Ele defende que, se os chineses replicarem o modelo de consumo americano, basicamente o planeta vai derreter. Mas note que a busca por recursos naturais não vai parar. O objetivo é o “crescimento verde”. Uma boa imagem para descrever a China seria uma multidão de milhões de pessoas andando rapidamente num desfile. Não dá para parar — quem tentar provavelmente se dará mal. A pressão claramente é por crescimento, mas agora em novas bases. Isso abre uma nova janela de oportunidade para países como o Brasil, a Austrália ou o Canadá, ricos em recursos naturais. E também para a África, região que os chineses redescobriram antes do Ocidente.

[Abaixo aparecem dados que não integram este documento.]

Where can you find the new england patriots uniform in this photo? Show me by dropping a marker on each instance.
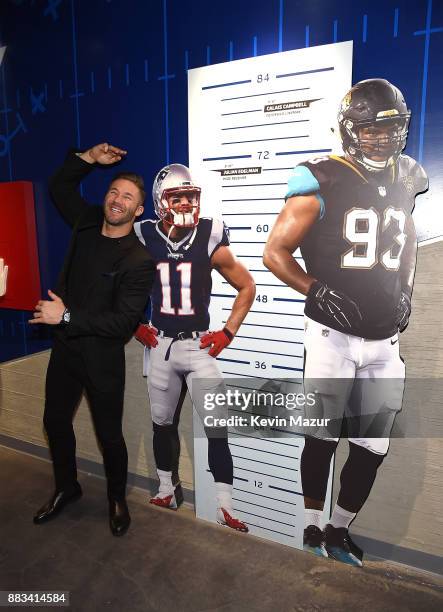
(180, 307)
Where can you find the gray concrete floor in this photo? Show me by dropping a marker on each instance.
(172, 561)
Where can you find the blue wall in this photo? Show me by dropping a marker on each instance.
(78, 72)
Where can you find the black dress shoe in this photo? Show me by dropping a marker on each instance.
(119, 519)
(56, 504)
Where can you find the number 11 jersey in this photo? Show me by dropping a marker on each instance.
(182, 288)
(357, 244)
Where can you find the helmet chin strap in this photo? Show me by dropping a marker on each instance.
(182, 219)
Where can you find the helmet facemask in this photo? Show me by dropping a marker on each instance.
(173, 181)
(375, 145)
(180, 218)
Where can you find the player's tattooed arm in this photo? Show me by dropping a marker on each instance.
(232, 270)
(293, 223)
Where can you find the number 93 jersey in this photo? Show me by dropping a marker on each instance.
(356, 244)
(182, 288)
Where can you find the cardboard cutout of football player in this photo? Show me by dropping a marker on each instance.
(351, 217)
(186, 248)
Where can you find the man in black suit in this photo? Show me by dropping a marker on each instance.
(101, 293)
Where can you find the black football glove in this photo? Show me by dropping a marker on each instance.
(336, 305)
(403, 311)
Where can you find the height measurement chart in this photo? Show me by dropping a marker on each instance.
(250, 122)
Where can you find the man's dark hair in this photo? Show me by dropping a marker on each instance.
(137, 179)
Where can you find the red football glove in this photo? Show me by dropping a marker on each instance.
(217, 341)
(146, 334)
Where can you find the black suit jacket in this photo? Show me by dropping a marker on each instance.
(105, 317)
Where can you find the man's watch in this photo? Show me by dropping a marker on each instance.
(66, 317)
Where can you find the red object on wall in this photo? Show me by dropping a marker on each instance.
(18, 246)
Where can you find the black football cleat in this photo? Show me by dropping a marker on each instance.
(314, 541)
(119, 518)
(340, 546)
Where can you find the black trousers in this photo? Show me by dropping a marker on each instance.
(66, 379)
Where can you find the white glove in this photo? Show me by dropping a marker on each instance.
(3, 277)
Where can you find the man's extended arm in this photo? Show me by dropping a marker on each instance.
(63, 185)
(120, 322)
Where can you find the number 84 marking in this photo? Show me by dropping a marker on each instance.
(361, 229)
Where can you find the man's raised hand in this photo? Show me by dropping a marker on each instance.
(104, 154)
(49, 312)
(3, 277)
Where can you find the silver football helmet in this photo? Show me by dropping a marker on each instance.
(176, 180)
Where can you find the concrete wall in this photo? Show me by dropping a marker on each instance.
(404, 507)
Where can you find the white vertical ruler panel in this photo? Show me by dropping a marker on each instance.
(250, 122)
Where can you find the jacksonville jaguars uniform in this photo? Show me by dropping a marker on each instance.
(356, 247)
(180, 311)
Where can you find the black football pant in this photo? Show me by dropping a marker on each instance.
(66, 379)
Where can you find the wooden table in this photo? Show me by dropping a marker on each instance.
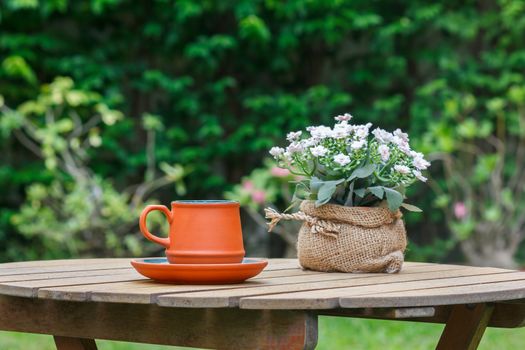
(81, 300)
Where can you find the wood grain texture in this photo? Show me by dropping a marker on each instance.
(476, 287)
(67, 343)
(145, 291)
(465, 327)
(148, 291)
(217, 329)
(314, 286)
(30, 288)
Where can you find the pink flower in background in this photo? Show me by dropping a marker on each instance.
(247, 185)
(460, 210)
(259, 196)
(279, 172)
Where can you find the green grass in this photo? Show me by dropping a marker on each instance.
(334, 333)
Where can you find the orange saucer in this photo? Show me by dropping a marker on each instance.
(160, 270)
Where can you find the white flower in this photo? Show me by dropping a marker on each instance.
(319, 151)
(402, 144)
(420, 163)
(276, 151)
(362, 131)
(293, 136)
(320, 132)
(384, 152)
(342, 159)
(343, 117)
(357, 144)
(419, 176)
(308, 142)
(341, 130)
(403, 136)
(295, 147)
(382, 136)
(402, 169)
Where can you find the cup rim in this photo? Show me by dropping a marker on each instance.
(204, 202)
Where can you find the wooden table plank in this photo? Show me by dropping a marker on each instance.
(147, 291)
(30, 288)
(62, 275)
(215, 329)
(230, 298)
(354, 296)
(60, 263)
(472, 293)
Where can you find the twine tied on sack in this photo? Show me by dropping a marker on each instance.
(317, 225)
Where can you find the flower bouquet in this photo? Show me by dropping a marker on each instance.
(352, 186)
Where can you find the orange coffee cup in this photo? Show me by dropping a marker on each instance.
(201, 231)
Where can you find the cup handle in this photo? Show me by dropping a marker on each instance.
(142, 223)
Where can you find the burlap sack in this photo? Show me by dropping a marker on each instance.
(369, 239)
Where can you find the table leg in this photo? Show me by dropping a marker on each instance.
(67, 343)
(465, 327)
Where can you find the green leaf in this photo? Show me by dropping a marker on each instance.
(411, 207)
(394, 198)
(377, 191)
(360, 192)
(361, 173)
(325, 193)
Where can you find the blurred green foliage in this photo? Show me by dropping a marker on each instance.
(221, 82)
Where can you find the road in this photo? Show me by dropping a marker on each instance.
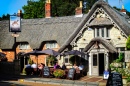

Ainda não sabemos se a China vai ou não ter sucesso em conciliar tais objetivos. Mesmo assim, já começa a se delinear o que poderá ser a quinta era do capitalismo chinês. Ela será voltada para a inovação. O país não quer ser apenas uma enorme fábrica. As somas de investimentos em pesquisa e desenvolvimento são inacreditáveis. É uma nova frente, que passa pelo sucesso na educação chinesa. Não deixa de ser sintomático que Xangai tenha aparecido em primeiro lugar no mais recente teste internacional de educação, o Pisa. Nos anos que morei na China, tive oportunidade de conversar com gente das mais diferentes regiões. Na hierarquia de desejos do chinês médio, educação aparece em primeiro lugar — antes mesmo de comida.
Muitos pais me relataram o incrível esforço que faziam para prover os filhos com melhores condições de prosperar. E prosperidade é algo que não tem faltado. No fundo, estamos revivendo os tempos da preponderância asiática. Desde o início da era cristã até a Revolução Industrial, mais de 50% do PIB mundial veio das áreas onde estão Índia e China. Foram 15 séculos de domínio. Agora, os asiáticos estão de volta — e parecem dispostos a se reinventar para não perder a oportunidade.